Implicit Gemini caching didn't guarantee cache hits, wasting tokens on the 90K compass document
Explicit Gemini cache API: uploads compass + persona + tools once, references by name on subsequent requests.
Re-analyzing the same audio file burned 50–80K tokens every time
document_analyses table tracks completed analyses. analyze_audio checks cache before spending tokens. First analysis: 30–60s. Subsequent: 100ms.

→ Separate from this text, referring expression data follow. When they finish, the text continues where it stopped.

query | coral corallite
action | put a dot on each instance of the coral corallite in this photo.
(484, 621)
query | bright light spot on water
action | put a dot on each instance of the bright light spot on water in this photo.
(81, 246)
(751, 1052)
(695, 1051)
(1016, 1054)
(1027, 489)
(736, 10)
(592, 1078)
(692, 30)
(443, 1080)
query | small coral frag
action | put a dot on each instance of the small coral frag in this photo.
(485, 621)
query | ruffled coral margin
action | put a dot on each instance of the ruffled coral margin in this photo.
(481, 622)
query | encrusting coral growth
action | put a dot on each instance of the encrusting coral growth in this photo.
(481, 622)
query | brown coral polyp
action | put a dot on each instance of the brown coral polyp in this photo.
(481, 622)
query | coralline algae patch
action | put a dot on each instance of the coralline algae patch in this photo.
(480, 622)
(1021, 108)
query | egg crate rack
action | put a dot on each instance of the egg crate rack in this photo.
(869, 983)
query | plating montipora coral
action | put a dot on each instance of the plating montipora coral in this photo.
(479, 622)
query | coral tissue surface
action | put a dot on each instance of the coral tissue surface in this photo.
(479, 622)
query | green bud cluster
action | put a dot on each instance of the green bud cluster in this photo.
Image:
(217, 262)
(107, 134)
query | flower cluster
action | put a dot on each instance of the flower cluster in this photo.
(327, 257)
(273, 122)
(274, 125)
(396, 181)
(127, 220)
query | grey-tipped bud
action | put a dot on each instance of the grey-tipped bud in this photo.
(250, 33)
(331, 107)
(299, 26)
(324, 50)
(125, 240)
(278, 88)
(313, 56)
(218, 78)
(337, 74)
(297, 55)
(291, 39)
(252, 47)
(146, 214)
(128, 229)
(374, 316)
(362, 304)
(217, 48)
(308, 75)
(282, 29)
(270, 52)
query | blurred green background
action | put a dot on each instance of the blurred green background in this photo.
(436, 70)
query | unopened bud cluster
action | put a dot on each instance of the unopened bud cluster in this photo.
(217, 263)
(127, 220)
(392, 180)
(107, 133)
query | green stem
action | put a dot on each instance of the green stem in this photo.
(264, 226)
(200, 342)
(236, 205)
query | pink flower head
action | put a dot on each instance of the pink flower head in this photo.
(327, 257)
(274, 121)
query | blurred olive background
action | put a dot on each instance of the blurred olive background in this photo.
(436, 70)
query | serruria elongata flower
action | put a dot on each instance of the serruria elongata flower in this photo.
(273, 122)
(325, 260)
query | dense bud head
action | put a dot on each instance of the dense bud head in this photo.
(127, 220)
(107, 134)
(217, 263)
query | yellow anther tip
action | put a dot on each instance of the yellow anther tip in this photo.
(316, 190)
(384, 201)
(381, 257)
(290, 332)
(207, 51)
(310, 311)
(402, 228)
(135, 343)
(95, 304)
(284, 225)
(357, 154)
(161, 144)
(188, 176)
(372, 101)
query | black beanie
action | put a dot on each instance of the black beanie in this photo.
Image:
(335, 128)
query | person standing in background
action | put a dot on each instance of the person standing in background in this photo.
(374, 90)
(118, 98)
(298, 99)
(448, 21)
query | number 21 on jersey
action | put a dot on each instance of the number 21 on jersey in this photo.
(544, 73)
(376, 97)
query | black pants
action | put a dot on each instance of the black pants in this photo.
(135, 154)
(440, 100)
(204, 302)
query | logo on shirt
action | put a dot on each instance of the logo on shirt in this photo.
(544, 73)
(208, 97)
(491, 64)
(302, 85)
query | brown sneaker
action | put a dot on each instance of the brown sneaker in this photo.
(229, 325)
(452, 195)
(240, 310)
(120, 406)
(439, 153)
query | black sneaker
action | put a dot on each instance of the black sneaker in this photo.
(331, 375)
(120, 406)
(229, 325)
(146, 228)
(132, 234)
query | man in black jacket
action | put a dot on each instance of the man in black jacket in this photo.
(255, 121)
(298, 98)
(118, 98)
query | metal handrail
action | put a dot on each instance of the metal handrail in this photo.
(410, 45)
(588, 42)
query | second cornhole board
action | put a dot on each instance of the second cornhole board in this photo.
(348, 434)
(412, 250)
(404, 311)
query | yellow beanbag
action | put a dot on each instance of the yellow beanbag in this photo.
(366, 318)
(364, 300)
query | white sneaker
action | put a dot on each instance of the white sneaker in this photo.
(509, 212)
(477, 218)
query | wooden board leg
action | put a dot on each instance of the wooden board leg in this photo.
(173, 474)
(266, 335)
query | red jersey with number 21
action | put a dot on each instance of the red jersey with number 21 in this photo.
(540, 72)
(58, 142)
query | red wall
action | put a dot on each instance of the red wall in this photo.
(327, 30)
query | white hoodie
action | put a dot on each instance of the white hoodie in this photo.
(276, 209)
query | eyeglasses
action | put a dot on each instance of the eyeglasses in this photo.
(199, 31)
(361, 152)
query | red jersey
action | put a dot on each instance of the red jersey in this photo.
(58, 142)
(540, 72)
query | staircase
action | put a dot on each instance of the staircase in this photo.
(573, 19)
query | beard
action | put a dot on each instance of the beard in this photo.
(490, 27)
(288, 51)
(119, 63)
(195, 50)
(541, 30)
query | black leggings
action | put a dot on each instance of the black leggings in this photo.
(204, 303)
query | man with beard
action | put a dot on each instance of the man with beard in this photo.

Custom message converter stripped tool invocations from history, causing models to 'forget' their tools
Use AI SDK's convertToModelMessages which preserves all parts: tool-call, tool-result, reasoning, file parts.
Performance Characteristics
Why Build This?
Real Stakes, Real Data
This wasn't built to impress anyone. It was built because I needed it. The evidence was real, the legal case was real, and the existing tools weren't good enough. Building under real constraints produces better engineering than building for demos.
Proof of Depth
When I say I build production AI systems, this is what I mean. Not a chatbot wrapper. A full-stack AI platform with a custom context manager, vector memory, audio intelligence, deep research orchestrator, and 28 agent tools — all wired together and actually used.
The Hardest AI Problems Are Personal
Reasoning across 100K+ documents, detecting tampered audio, mapping entity relationships across years of evidence — these are the same problems enterprises pay millions to solve. I built the solution for myself first.